The contraction of economy, receding inflation and less impact of devaluation has not been made part of impact on revenue projection so far. When Finance Ministry officials were contacted, they were of the view that the issue of revising downward had never come under discussion during the review talks between the two sides.

The government’s policies, according to the IMF statement, have started to bear fruit, helping to reverse the buildup of vulnerabilities and restore economic stability. “The external and fiscal deficits are narrowing, inflation is expected to decline, and growth, although slow, remains positive,” said the IMF.

An IMF mission led by Ernesto Ramirez Rigo visited Islamabad from October 28 to November 8, 2019 to conduct discussions on the first review under the EEF. At the end of the visit, Ramirez Rigo made the following statement:

“The Pakistani authorities and IMF staff have reached a staff-level agreement on policies and reforms needed to complete the first review under the EFF. The agreement is subject to approval by IMF management and the Executive Board of Directors.
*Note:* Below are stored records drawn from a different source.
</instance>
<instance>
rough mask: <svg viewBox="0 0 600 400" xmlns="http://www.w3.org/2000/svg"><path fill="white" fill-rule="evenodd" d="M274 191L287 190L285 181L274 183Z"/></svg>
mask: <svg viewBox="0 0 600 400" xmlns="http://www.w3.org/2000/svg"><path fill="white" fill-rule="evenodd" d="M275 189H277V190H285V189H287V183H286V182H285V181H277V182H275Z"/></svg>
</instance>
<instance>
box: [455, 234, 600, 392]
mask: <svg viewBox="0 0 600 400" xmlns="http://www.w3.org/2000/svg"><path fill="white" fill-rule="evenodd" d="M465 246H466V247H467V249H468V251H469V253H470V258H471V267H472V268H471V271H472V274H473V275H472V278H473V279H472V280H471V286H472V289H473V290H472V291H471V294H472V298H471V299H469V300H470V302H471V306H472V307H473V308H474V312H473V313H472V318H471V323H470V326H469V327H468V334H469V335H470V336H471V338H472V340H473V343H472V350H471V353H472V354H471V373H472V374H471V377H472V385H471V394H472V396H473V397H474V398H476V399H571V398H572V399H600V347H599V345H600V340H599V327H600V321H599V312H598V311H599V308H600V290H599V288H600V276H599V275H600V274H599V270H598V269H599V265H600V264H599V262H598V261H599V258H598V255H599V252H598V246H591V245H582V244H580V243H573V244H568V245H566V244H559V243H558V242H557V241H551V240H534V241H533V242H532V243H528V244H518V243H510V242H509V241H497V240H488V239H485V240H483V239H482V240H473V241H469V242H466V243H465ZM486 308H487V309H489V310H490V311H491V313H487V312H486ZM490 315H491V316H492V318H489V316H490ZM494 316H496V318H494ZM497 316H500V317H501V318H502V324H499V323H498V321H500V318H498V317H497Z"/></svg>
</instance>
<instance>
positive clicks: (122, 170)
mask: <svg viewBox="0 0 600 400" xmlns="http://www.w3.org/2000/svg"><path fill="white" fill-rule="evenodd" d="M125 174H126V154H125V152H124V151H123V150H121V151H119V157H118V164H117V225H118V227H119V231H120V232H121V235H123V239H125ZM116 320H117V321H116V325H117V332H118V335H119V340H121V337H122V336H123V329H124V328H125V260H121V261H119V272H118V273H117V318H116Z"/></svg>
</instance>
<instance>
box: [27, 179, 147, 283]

Completion of the review will enable disbursement of SDR 328 million (or around $450 million) and will help unlock significant funding from bilateral and multilateral partners.”

“Despite a difficult environment, programme implementation has been good, and all performance criteria for end-September were met with comfortable margins. Work continues towards completing the remaining structural benchmarks for end-September. Significant progress has been made in improving the AML/ CFT [Anti-Money Laundering/ Combating Financing of Terrorism] framework, although additional work is needed before March 2020. International partners remain committed to supporting the authorities’ reform efforts, providing the necessary financing assurances.”
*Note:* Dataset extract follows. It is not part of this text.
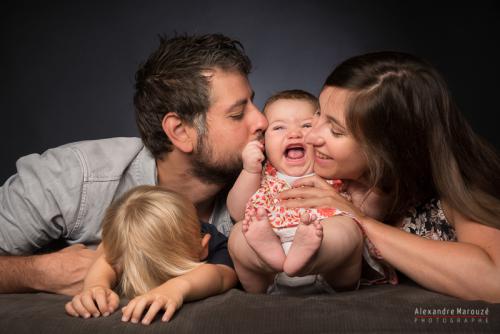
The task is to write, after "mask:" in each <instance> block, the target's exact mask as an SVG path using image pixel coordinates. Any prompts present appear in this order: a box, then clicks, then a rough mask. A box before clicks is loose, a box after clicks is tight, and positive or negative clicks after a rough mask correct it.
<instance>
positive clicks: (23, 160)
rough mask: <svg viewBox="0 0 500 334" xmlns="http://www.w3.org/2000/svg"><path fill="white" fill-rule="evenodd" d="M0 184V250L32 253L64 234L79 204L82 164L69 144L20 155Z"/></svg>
mask: <svg viewBox="0 0 500 334" xmlns="http://www.w3.org/2000/svg"><path fill="white" fill-rule="evenodd" d="M16 167H17V173H16V174H14V175H13V176H11V177H10V178H9V179H7V181H6V182H5V183H4V184H3V185H2V186H1V187H0V255H8V254H11V255H23V254H32V253H33V252H35V251H36V250H39V249H41V248H43V247H44V246H46V245H47V244H48V243H50V242H51V241H54V240H57V239H60V238H64V237H66V236H67V235H68V234H69V233H71V230H72V228H73V227H74V225H75V224H76V221H77V216H78V211H79V208H80V206H81V199H82V187H83V177H84V166H83V163H82V160H81V158H80V157H79V156H78V154H77V152H75V151H74V150H73V149H72V148H71V147H59V148H55V149H51V150H48V151H46V152H45V153H43V154H42V155H39V154H31V155H28V156H25V157H22V158H20V159H19V160H18V161H17V163H16Z"/></svg>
“On the macroeconomic front, signs that economic stability is gradually taking hold are steadily emerging. The external position is strengthening, underpinned by an orderly transition to a flexible, market-determined exchange rate by the State Bank of Pakistan (SBP) and a higher-than-expected increase in SBP’s net international reserves. Budgetary revenue collections are growing on the back of efforts on tax administration and policy changes, and despite the ongoing compression in import-related taxes. Inflation pressures are expected to recede soon, reflecting an appropriate monetary stance. Importantly, measures to strengthen the social safety net are being implemented, and development spending is being prioritised,” the statement said.

“The near-term macroeconomic outlook is broadly unchanged from the time of the programme approval, with gradually strengthening activity and average inflation expected to decelerate to 11.8 percent in FY2020. However, domestic and international risks remain, and structural economic challenges persist.

“Discussions focused on policies to support Pakistan achieve strong and balanced growth. Fiscal prudence needs to be maintained to reduce fiscal vulnerabilities, including by carefully executing the FY20 budget, implementing the new public finance management legislation, and continuing to broaden the tax base by removing preferential tax treatments and exemptions, while protecting critical social and development spending. Advancing the strategy for electricity sector reforms, agreed with international partners, is important to put the sector on a sound footing, and remove recurrent arrears and accumulation of debt. Further efforts to strengthen SOE [state-owned enterprises] governance and operations, advance anti-corruption reform, and improve the business environment are key to mobilise investment and support growth and job creation. The authorities recognise that decisive implementation of these policies is indispensable for entrenching macroeconomic stability and restoring robust and balanced growth.”

“The IMF team is grateful to the Pakistani authorities for open and constructive discussions and their hospitality,” the statement concluded.